Data analytics allows organizations to gain insight into their business operations and find new ways to increase their revenue. However, the data sources used to provide these insights are often located in different places and accessing them can be problematic. Data virtualization and data warehousing are the two contenders most often referenced as the best way to store and access data sources. Let's take a look at what each solution has to offer and determine who wins the battle between data virtualization and data warehousing.The Contenders
Data virtualization (DV) is a technology for business intelligence that doesn’t involve moving or storing data. Instead, an organization uses a combination of metadata and APIs to interface with data from multiple sources. Users access these original data sources using federated queries and they interact with consistent views of data provided through a unified abstraction layer.
Introduced in the 1980s but still popular, is the enterprise data warehouse (EDW). Relational data from one or more sources is captured and integrated, and a central repository of data is established as the standard model for the enterprise—a “single version of the truth.” Maintained in an environment separate from an organization’s primary operations, a data warehouse enhances both system and query performance while enforcing consistency.
With its quick setup, efficiency and easy scalability, proponents of data virtualization proclaim it as a leading-edge solution, the future of big data. EDWs are bloated beasts from yesteryear, says team DV. Central repositories gobble up time and money with their huge setup, maintenance and hardware requirements while being crushed under the swelling volumes and the wide disparity of data.
Enterprise data warehouse proponents throw very telling blows at the virtualization construct. Data warehouses were designed and implemented to securely store historical data, protect users from source system upgrades and protect the source system from performance degradation due to impact from complex analytics and reporting demands.
As is typical with arguments about complex issues, people indulge in sweeping black and white statements while ignoring vital details and recent developments. For starters, data warehouses have changed since the early days: the clunky behemoth isn’t an accurate metaphor for today’s EDW. Many businesses now use data warehouse automation tools, or platforms to speed development as well as automate testing, maintenance, and all other steps in a data warehouse’s lifecycle. Automation also brings additional benefits, such as easy enforcement of standards and best practices, the ability to maintain historical records, and others.
Another misconception about today’s data warehouses is that populating them is also a lengthy, expensive undertaking. While the extract, transform, and load (ETL) processes that move data into storage once involved lengthy hand-coding, these processes are primarily automated today. And ETL has eliminated in Panoply’s Smart Data Warehouse, which uses machine learning and natural language processing (NLP) for data migration and analysis.
While on-premise data storage does demand provisioning, maintenance, and upgrades, today’s cloud-based data warehouse solutions offload these IT tasks to outside service providers. Company resources can focus on primary business objectives instead of tending to a brood of servers.
While data virtualization has its place, new cloud versions of the enterprise data warehouse have emerged.
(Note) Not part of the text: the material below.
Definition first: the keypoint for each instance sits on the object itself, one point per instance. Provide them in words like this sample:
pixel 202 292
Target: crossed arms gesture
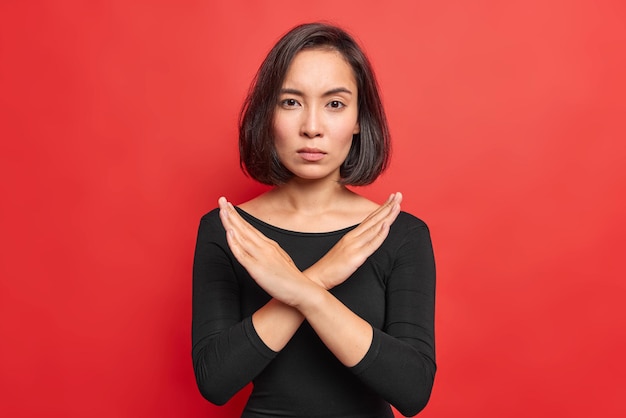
pixel 299 295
Products like Panoply provide an intelligent data management platform for analytics in the cloud that automatically adjusts to give the results you want. Using data technologies, including Amazon's Redshift, Panoply utilizes machine learning and natural language processing (NLP) to learn, model, and automate the standard data management activities previously completed by data analysts, engineers, and scientists.
Data professionals today can choose from an ever-expanding range of solutions to generate rational, data-driven decisions and customer engagement from diverse streams of data. Instead of championing one solution and deriding the others, support the solution that works best for your organization.